Maka Syaikh ini menjawab, “Kalian semua datang kepada orang yang tepat dan ahlinya, ada apa dengan kalian? Kalian semua saling cekcok padahal aku masih hidup?

Orang-orang berkata, “Apakah yang dimaksudkan dengan khanfasyar itu? Maka Syaikh menjawab, “Khanfasyar yaitu sejenis tanaman yang tumbuh di bagian selatan Yaman, ada rasa pahit pada tanaman tersebut, dan jika dia dimakan oleh unta maka susunya menjadi tertahan di bagian teteknya. Tanaman tersebut sering digunakan oleh para pedagang unta untuk mengelabuhi orang, tujuannya agar para pembeli menyangka bahwa unta tersebut menghasilkan susu yang melimpah, padahal tidak demikian.

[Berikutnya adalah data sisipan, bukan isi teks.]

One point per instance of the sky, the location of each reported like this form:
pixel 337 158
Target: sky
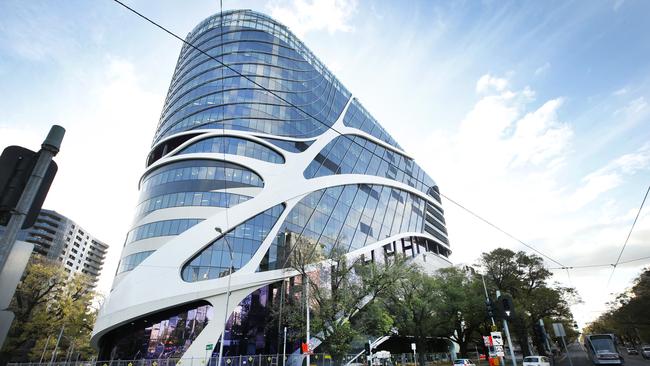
pixel 534 115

Lalu Syaikh ini duduk sambil bersandar atau bertelekan, kemudian melanjutkan pembicaraannya, “Khan-fasyar masyhur di kalangan orang Arab, mereka menyebutkannya di dalam syair-syair mereka, dan Nabi shallallahu ‘alaihi wasallam pun telah menjelaskan di dalam sunnahnya. Seorang penyair telah berkata, mencandai kekasihnya,
Rasa cintaku kepadamu telah menawan hatiku.
Sebagaimana khanfasyar telah menahan air susu.

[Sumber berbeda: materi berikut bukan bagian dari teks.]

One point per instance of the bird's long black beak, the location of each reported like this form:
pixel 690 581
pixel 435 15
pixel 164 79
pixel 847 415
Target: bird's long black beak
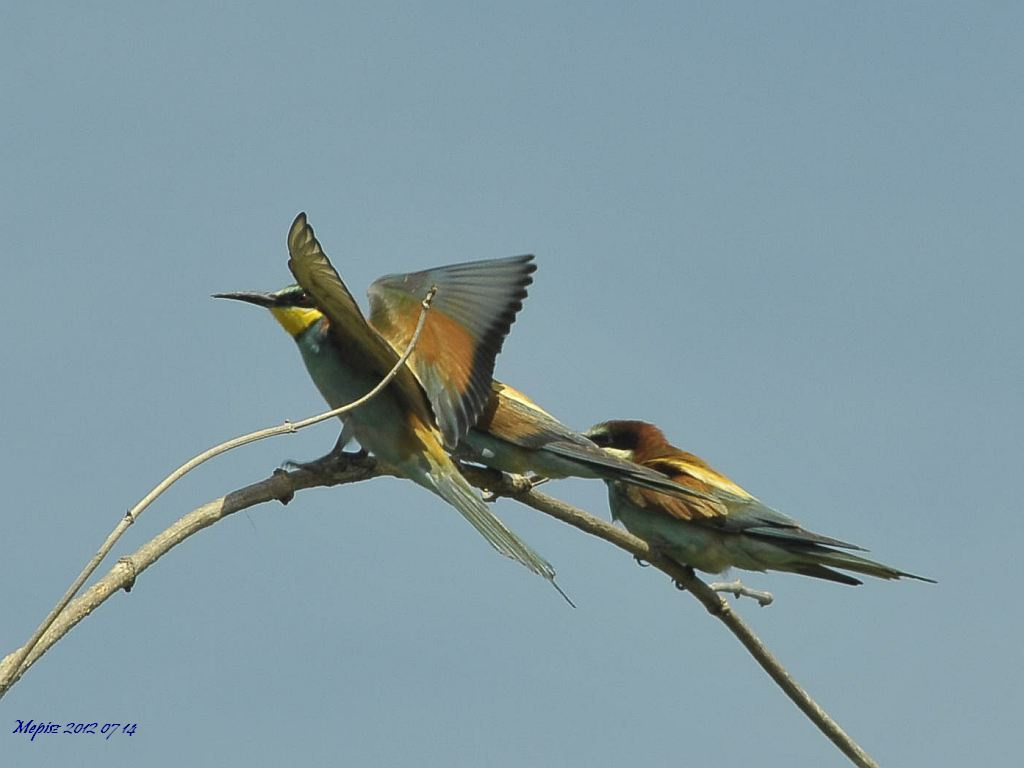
pixel 259 299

Lalu Syaikh ini berdehem dan melanjutkan pembicaraannya, “Adapun dalil dari sunnah maka Rasulullah shallallahu ‘alaihi wasallam telah bersabda…….

Belum selesai Syaikh ini melanjut-kan bicaranya orang-orang segera memutusnya, dengan nada tinggi mereka berkata, “Cukup, cukup!” Bertakwalah engkau kepada Allah hai pendusta! Engkau telah berdusta dengan bahasa Arab, engkau telah berdusta dengan syair dan engkau pun masih ingin berdusta dengan Rasulullah shallallahu ‘alaihi wasallam. Maka orang tersebut akhirnya diusir dari tengah-tengah mereka.

Oleh karena itu janganlah kita menjadikan agama sebagai bahan permainan setiap orang, yang bisa dipermainkan sesuka hati. Seorang mufti harus memenuhi dua persyaratan, yaitu berilmu dan wara’. Berilmu maksudnya paham dan mampu mengambil dalil secara benar dari nash-nash al-Qur’an dan Sunnah sedangkan wara’ yaitu takut kepada Allah subhanahu wata’ala di dalam berfatwa, dan tidak tertipu oleh iming-iming harta atau kehormatan, tetapi berkata yang haq dan tidak takut dicela oleh orang yang mencela. Demikianlah ciri-ciri ulama rabbaniyyin yang keberadaan mereka kini sudah semakin langka. (Kholif Muttaqin)

Sumber: Hal tabhatsu ‘an wazhifah? Dr. Muhmammad bin Abdur Rahman al Arifi, hal 54-56.